The conference launched today, so we spent yesterday emanating awe in the birthplace of democracy and Western civilization. Here are some photos taken by my gung-ho co-chaperon DH, with student permission to post:

On the Aeropagus, where Eres was said to have been tried for killing Poseidon's son. Just picture them in togas.

The Acropolis's Parthenon, the most important surviving structure of Classical Greece, completed in 438 BC

Mmmmmm... Greek salad

Lots of sun at the Olympic Temple of Zeus, which Aristotle criticized as being a symbol of tyranny. 

The changing of the guard at the Presidential Palace

On the site of Hadrian's Library, circa AD 132, where papyrus rolls ("books") were stored

Full-circle to Greece

Tuesday, March 4, 2014

Back when I was doing my teacher training program eons (okay, 9 years) ago, I opted to take part in Global Student Teaching (GST), which meant half of my practicum months were in Minnesota and half were abroad.

Initially, GST placed me in Athens. Opa! I imagined conjuring up the ancient philosophers in columned ruins and stretching out on white sand beaches. Guidebooks were procured and my energetic little Midwestern mother started saving for a trip to visit.

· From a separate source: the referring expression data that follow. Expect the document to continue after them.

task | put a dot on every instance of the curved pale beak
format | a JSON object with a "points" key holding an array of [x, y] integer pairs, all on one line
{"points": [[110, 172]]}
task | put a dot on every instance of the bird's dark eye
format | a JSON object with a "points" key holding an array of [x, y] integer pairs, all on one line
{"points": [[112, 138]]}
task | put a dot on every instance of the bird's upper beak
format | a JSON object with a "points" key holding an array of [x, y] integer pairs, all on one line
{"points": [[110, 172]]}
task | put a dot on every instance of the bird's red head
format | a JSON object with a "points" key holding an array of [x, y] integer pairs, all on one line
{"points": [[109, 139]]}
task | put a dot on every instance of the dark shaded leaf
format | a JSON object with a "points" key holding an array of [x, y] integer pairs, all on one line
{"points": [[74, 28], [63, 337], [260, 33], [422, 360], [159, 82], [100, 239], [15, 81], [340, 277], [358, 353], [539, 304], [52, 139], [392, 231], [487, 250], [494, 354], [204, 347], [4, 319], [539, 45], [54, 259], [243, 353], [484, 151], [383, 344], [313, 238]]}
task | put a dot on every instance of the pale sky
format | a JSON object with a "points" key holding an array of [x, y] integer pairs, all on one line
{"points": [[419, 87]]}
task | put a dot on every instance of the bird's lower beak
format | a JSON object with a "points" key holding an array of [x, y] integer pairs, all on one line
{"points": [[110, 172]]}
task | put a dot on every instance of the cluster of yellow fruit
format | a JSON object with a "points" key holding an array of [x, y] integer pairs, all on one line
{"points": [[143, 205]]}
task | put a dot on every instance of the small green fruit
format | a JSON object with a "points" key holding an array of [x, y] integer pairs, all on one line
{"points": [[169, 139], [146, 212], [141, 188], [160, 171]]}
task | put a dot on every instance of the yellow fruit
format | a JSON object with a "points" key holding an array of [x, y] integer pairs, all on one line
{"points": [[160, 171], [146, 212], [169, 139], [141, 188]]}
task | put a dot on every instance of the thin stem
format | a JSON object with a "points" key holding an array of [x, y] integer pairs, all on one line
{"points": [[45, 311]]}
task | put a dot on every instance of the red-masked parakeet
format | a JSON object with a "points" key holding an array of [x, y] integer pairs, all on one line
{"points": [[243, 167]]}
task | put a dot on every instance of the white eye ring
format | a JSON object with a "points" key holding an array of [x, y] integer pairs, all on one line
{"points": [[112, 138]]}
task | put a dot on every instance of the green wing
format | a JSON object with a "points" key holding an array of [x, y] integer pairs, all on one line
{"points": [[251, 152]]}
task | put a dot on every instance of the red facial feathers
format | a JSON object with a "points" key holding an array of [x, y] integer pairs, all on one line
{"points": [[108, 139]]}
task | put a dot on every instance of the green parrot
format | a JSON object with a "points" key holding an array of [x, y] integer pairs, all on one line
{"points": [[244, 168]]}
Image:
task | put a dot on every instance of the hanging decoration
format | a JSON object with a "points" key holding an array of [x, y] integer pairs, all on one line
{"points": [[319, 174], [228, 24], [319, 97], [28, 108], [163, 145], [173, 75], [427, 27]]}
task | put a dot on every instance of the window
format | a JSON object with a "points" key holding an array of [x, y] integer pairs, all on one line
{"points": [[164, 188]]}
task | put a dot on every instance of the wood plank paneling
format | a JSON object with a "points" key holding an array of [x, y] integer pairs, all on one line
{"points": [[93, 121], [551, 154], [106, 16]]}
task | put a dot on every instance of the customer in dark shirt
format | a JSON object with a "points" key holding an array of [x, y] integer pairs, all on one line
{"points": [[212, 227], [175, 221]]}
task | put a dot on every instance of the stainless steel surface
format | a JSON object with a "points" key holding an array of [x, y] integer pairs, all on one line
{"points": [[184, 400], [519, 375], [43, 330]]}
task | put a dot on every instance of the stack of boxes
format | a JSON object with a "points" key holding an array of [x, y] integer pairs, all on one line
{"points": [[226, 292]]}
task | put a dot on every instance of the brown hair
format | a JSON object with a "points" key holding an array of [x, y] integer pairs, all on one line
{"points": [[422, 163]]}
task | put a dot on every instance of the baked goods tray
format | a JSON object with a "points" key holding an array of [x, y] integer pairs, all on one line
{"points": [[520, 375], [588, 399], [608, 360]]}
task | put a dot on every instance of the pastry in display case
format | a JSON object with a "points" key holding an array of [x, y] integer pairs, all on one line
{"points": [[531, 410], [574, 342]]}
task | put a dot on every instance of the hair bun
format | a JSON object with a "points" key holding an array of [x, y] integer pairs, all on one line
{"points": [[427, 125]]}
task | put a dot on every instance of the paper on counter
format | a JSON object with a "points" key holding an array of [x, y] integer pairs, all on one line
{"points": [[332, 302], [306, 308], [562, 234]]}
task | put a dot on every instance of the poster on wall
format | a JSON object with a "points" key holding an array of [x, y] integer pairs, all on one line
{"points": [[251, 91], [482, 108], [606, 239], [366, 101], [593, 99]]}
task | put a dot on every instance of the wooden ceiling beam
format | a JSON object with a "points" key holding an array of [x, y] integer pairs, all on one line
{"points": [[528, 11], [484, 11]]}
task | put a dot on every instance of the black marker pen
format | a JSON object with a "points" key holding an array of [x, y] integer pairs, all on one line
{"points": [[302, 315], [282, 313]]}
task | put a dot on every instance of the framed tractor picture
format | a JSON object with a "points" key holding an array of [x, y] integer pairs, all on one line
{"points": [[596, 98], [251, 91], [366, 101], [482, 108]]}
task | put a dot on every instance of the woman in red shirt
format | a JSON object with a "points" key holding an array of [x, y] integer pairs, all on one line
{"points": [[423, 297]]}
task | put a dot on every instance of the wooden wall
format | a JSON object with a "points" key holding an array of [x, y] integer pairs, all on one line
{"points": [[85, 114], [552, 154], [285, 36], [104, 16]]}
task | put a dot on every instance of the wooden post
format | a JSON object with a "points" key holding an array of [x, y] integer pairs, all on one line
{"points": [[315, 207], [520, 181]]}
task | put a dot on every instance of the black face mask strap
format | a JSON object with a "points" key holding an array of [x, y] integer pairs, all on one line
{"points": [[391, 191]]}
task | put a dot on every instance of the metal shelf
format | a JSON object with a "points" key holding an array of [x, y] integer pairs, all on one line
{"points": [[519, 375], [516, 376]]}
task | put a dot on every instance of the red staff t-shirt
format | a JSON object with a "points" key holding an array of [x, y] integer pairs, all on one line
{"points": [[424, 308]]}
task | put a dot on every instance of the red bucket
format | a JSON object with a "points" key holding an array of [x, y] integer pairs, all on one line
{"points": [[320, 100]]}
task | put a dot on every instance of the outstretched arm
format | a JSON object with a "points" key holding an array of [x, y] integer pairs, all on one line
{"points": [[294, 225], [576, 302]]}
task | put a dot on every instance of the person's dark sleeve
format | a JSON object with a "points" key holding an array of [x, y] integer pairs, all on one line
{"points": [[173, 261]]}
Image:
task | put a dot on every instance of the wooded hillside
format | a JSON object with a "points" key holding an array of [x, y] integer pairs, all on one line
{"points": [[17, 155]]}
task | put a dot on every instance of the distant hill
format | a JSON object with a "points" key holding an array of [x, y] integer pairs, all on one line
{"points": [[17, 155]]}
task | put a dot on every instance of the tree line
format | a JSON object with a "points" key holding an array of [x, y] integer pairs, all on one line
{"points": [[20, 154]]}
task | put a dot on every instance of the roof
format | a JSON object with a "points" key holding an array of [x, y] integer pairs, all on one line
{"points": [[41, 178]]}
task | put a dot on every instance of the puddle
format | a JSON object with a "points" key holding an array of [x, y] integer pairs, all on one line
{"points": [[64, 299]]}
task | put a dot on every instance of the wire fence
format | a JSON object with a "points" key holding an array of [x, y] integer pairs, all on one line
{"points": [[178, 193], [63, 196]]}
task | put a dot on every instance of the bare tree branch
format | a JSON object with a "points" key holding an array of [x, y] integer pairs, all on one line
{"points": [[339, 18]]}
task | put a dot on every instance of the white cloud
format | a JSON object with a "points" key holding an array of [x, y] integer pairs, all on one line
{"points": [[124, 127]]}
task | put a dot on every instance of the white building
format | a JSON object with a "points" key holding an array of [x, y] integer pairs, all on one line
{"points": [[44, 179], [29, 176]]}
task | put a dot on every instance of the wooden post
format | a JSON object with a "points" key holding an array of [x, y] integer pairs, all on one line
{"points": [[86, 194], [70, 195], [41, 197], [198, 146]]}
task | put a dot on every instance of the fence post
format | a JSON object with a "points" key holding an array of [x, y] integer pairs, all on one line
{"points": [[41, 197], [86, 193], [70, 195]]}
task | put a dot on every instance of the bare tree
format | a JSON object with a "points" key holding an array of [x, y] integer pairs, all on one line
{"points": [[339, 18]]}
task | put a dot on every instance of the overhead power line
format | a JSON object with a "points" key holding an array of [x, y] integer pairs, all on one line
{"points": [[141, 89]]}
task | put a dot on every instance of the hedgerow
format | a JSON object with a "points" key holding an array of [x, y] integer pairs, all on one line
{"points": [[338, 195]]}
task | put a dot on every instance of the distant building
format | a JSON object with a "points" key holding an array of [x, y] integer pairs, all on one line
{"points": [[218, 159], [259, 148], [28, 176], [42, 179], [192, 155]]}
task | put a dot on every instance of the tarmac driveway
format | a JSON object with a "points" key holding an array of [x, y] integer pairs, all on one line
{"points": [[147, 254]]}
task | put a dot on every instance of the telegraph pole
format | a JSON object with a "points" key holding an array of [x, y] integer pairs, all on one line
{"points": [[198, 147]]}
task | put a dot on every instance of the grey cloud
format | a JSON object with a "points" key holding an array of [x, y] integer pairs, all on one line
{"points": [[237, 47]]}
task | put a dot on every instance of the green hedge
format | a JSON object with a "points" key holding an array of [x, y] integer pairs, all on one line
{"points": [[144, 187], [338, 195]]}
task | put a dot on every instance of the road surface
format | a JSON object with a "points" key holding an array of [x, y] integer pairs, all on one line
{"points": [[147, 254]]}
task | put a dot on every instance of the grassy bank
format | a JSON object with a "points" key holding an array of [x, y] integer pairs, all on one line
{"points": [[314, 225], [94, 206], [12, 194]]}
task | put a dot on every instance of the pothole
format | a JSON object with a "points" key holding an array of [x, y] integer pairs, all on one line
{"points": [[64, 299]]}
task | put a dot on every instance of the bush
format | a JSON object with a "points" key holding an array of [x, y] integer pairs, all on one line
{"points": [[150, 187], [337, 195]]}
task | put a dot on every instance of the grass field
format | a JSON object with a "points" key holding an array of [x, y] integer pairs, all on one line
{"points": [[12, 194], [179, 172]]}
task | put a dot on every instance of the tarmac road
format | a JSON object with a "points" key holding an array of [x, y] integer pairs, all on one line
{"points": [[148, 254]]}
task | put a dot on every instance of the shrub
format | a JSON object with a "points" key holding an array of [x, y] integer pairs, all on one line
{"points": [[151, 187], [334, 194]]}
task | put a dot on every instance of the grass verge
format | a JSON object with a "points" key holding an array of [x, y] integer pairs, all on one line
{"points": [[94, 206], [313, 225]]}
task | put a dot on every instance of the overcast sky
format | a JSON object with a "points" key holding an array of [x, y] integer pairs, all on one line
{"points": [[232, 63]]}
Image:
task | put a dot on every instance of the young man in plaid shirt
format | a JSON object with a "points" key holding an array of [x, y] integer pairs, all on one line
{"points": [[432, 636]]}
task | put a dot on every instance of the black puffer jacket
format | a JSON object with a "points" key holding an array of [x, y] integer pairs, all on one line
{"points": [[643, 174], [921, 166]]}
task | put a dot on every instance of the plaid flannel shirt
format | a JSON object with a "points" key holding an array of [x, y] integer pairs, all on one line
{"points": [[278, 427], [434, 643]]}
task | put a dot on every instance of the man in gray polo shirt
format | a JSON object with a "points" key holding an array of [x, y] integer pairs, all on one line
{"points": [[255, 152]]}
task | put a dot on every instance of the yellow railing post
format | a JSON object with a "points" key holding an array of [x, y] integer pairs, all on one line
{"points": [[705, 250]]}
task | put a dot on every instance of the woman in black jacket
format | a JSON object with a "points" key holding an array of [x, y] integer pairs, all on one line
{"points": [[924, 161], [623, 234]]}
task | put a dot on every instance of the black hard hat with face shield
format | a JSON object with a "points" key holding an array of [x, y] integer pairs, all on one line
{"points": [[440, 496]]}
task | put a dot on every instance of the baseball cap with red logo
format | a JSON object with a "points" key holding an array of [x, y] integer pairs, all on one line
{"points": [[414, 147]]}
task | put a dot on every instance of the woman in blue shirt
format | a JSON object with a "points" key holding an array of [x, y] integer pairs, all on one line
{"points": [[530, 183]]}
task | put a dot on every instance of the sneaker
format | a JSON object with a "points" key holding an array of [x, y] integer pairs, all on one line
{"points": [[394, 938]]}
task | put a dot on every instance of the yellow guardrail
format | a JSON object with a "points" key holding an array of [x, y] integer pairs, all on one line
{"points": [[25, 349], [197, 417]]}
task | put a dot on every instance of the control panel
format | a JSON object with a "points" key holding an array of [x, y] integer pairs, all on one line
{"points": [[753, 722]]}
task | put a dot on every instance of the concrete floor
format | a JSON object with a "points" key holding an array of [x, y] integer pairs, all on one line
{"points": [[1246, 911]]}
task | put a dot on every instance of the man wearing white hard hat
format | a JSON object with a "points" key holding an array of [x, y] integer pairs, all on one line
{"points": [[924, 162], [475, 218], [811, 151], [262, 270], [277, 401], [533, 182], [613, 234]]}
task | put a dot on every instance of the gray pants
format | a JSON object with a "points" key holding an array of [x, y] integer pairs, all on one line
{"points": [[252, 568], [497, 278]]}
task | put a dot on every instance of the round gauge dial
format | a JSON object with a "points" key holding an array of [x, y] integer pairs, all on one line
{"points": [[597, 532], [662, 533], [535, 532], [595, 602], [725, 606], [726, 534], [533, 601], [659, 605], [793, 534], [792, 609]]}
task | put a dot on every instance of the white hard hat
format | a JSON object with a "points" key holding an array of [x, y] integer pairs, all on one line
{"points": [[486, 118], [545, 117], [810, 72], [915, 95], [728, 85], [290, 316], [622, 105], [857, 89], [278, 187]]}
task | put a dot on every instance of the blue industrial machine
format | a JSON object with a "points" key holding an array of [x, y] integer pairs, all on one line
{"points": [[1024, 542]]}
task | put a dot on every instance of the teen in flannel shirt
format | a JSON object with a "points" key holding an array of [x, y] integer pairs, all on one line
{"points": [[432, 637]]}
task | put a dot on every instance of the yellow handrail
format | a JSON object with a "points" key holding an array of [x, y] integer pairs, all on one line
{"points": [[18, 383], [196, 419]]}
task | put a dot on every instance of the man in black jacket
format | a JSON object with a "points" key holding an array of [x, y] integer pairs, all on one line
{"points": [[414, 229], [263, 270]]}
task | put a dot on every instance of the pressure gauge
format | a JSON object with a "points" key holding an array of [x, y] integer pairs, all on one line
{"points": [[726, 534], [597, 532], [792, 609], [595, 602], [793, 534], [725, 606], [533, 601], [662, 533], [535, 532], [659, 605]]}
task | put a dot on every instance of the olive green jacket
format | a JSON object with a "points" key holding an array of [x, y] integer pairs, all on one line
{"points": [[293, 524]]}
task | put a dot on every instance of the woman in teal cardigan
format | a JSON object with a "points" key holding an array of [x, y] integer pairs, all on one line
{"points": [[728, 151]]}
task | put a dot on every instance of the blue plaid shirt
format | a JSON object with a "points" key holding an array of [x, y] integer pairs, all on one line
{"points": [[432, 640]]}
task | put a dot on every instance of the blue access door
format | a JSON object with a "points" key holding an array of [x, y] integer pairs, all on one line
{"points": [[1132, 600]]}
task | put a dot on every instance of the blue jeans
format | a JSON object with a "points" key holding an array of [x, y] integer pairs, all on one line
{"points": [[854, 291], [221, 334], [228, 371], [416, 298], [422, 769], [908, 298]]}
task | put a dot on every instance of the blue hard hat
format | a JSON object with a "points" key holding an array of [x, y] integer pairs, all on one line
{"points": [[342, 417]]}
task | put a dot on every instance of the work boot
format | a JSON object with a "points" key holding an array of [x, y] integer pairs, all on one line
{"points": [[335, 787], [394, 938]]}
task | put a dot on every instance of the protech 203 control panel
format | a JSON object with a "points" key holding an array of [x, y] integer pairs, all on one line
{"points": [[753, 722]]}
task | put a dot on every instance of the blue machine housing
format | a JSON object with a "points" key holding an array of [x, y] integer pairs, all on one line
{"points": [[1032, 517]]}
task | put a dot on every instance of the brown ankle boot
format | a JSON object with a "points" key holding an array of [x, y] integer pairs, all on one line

And then the e-mail came. Greek airline workers were on strike. My placement was being moved to Prague.

"Prague?!" mom's incredulous voice cracked on the phone. "It's just that... well... wasn't it part of the Eastern Bloc?"

Apparently she'd been envisioning white sand beaches, too. 

But my experience in Prague was better than anything I could have ever imagined, ma came to visit with her best friend and were bananas about the place, and the parents weren't too fussed when BW and I moved here in August. Happy ending.


However... I still sort of really wanted to go to Greece.

And now, years later, I'm taking 16 students to a Model United Nations conference in (drumroll) GREECE! The MUN adviser - an English/History teacher and former state senator from Michigan (!) - was nice enough to ask me to be a chaperone. And BW is nice enough to hold down the fort with J-dog.

Sometimes it pays to be a teacher! (Besides the loving kids and learning part, you know.)